As relações internacionais, pontua, são movimentos estratégicos para o governo do ponto de vista comercial, “porque abrem portas diversas e abrem possibilidades diversas”, permitindo investimentos e parcerias no estado. A maioria dos estados brasileiros, no entanto, entende que essa área deve ser de responsabilidade apenas do governo federal, por isso há poucos estados com secretarias focadas em assuntos internacionais.
Brasil tem poucos estados dedicados à política internacional
A Gazeta do Povo analisou a estrutura de governo de todos os estados brasileiros e constatou que apenas outros três possuem secretarias voltadas para as relações internacionais: Alagoas, Ceará e Amapá. A pesquisa foi feita nos sites dos governos estaduais e considerou como secretaria voltada ao assunto àquelas que, no nome, deixam evidente que são focadas em relações internacionais.
O professor da Udesc explica que há dois tipos de relações internacionais que podem ser feitas no âmbito de uma federação como o Brasil:
- A política internacional nacional: acontece num nível macro e concilia os interesses da nação, seja para relações comerciais, seja para políticas.
- A política internacional estadual e municipal: na qual interesses econômicos regionais são priorizados.
“Se a gente olhar para o comércio e a produção, é muito difícil que os interesses internacionais sejam coordenados somente pela federação, porque estados têm vocações distintas. Então, eles não tem só capacidade de poder entrar (nessa área), como é do jogo das relações comerciais atrair investimentos no estado para suas vocações. Então é super estratégico que governos estaduais tenham, sim, um setor de relações internacionais”, explica Pinheiro.
Agendas da política internacional de Jorginho Mello
Julho: Jorginho Mello se reuniu com o presidente da Argentina, Javier Milei, em Balneário Camboriú (SC). Houve um encontro bilateral entre eles e, ainda, uma reunião com empresários catarinenses. Essa foi a primeira visita de Milei ao Brasil desde que tomou posse na Casa Rosada.
Setembro: ministro da Fazenda Pedro Reis virá para Santa Catarina. Ainda não tem data confirmada para a visita. Antes desse encontro bilateral, em 3 de setembro, uma comitiva de Portugal - com autoridades, imprensa e lideranças do setor turístico - estará no estado catarinense para o primeiro voo da TAP entre Florianópolis e Lisboa.

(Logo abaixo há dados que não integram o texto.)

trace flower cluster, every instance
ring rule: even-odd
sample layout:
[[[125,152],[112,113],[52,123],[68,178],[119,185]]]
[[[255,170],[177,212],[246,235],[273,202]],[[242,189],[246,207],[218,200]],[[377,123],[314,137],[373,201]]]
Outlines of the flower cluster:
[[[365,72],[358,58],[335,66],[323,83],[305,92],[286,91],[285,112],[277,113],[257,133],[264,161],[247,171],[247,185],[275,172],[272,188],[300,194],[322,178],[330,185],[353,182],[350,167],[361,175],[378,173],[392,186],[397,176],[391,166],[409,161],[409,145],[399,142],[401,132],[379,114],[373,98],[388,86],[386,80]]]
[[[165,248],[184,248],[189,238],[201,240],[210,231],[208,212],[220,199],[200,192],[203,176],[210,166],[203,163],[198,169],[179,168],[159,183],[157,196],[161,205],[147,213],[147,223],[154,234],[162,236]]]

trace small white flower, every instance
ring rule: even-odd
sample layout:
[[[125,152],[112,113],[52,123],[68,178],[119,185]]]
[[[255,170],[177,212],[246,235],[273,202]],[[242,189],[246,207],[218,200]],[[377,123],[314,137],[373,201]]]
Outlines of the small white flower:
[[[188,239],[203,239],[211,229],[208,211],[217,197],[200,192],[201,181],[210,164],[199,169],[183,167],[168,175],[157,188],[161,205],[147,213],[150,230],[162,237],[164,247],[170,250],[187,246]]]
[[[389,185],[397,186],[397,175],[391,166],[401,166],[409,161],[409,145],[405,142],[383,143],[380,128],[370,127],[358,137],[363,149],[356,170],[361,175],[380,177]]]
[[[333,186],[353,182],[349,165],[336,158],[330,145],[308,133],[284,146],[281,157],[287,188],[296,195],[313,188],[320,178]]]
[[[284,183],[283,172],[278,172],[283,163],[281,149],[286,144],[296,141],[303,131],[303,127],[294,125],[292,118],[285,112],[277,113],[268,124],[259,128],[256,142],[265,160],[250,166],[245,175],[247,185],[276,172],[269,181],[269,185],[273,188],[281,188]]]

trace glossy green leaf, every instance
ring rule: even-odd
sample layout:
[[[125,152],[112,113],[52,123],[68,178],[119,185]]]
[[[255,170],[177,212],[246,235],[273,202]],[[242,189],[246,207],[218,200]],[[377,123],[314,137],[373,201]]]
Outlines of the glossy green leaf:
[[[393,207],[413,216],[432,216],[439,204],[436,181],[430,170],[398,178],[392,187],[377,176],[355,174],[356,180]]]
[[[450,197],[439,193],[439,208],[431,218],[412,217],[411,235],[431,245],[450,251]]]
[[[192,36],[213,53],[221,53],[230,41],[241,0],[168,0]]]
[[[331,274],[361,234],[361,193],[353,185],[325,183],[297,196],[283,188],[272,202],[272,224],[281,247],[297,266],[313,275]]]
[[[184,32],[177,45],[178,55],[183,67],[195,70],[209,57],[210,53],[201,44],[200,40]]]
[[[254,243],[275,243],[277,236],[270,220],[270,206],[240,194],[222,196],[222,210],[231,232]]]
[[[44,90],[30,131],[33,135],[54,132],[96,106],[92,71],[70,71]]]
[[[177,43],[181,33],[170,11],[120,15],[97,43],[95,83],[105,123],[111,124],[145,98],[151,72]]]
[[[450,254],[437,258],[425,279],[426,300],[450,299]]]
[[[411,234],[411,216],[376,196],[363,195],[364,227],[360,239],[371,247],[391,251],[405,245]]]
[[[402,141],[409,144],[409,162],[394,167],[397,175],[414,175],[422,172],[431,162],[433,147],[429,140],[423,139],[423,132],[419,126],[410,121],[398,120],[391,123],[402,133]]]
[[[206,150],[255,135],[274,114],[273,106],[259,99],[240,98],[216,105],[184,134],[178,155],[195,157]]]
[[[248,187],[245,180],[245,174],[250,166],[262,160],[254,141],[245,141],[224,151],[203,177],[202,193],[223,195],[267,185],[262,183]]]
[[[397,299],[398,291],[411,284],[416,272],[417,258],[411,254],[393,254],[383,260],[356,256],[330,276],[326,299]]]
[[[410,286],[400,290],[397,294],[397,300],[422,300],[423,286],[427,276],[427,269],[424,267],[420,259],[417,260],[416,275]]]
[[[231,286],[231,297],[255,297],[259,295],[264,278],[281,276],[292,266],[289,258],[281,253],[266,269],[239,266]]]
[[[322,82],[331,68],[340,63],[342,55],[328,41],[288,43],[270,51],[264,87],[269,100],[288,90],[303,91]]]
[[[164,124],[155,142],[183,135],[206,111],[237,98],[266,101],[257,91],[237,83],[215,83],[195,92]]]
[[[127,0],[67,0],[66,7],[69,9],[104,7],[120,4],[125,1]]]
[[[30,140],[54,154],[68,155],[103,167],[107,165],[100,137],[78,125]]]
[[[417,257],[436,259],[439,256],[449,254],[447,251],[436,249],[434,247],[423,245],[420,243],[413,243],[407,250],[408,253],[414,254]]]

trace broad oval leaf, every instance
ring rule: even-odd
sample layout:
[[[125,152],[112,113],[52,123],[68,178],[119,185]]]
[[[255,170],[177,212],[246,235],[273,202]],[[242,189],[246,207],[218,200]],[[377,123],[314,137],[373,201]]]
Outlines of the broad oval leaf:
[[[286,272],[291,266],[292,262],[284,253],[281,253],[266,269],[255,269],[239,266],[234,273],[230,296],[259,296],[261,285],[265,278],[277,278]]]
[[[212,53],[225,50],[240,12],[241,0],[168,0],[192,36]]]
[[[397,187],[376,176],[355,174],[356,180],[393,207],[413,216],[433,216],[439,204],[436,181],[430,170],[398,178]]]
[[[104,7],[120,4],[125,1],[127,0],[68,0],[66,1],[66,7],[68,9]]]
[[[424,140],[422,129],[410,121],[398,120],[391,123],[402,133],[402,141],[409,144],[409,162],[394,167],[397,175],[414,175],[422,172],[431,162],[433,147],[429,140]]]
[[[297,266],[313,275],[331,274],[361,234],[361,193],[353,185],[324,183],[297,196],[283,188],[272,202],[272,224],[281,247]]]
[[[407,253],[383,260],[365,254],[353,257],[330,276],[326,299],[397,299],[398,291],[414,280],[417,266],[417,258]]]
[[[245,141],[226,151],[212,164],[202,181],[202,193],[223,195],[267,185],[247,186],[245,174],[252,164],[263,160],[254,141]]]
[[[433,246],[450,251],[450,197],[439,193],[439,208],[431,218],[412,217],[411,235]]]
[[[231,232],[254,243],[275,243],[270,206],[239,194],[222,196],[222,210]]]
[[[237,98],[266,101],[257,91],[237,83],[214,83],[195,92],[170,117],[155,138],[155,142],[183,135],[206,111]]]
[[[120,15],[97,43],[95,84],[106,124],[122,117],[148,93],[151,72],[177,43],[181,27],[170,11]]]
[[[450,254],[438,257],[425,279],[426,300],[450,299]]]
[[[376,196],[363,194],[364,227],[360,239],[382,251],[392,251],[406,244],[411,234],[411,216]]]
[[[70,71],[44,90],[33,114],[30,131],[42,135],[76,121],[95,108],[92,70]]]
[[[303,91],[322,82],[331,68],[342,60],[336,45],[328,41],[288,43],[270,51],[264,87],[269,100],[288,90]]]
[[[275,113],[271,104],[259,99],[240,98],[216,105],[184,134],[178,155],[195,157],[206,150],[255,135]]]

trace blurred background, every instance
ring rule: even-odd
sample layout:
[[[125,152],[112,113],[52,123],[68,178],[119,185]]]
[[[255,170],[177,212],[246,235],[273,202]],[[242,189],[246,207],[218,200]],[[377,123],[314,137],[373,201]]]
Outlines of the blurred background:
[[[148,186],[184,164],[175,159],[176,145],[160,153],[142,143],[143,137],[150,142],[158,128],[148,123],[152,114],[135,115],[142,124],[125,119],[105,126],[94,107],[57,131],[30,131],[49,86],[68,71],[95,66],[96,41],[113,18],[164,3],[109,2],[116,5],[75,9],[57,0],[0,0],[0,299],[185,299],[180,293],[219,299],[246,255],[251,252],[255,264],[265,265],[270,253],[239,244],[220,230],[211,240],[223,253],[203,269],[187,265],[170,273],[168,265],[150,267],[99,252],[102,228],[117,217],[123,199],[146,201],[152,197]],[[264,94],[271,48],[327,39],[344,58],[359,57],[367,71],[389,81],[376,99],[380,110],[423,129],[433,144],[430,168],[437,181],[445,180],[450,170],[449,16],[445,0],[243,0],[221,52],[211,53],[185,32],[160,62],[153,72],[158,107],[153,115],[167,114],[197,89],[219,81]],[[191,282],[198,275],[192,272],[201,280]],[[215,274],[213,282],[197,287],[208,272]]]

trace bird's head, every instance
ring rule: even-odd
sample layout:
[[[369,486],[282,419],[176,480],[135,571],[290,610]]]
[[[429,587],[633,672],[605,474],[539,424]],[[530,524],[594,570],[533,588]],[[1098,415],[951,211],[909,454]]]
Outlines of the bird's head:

Outubro: ex-presidente da Espanha José María Aznar estará em Santa Catarina em 1º de outubro, para participar de uma reunião na Federação das Indústrias de Santa Catarina (Fiesc) com o governador Jorginho Mello, de acordo com o secretário Paulo Bornhausen. “Somos um campo ideológico parecido com o da Europa e ele é um líder importante para que Santa Catarina continue mantendo portas abertas na Espanha”, explica Bornhausen.
O Itamaraty foi procurado pela Gazeta do Povo para comentar as agendas bilaterais de Santa Catarina, mas não retornou os questionamentos até a publicação desta matéria.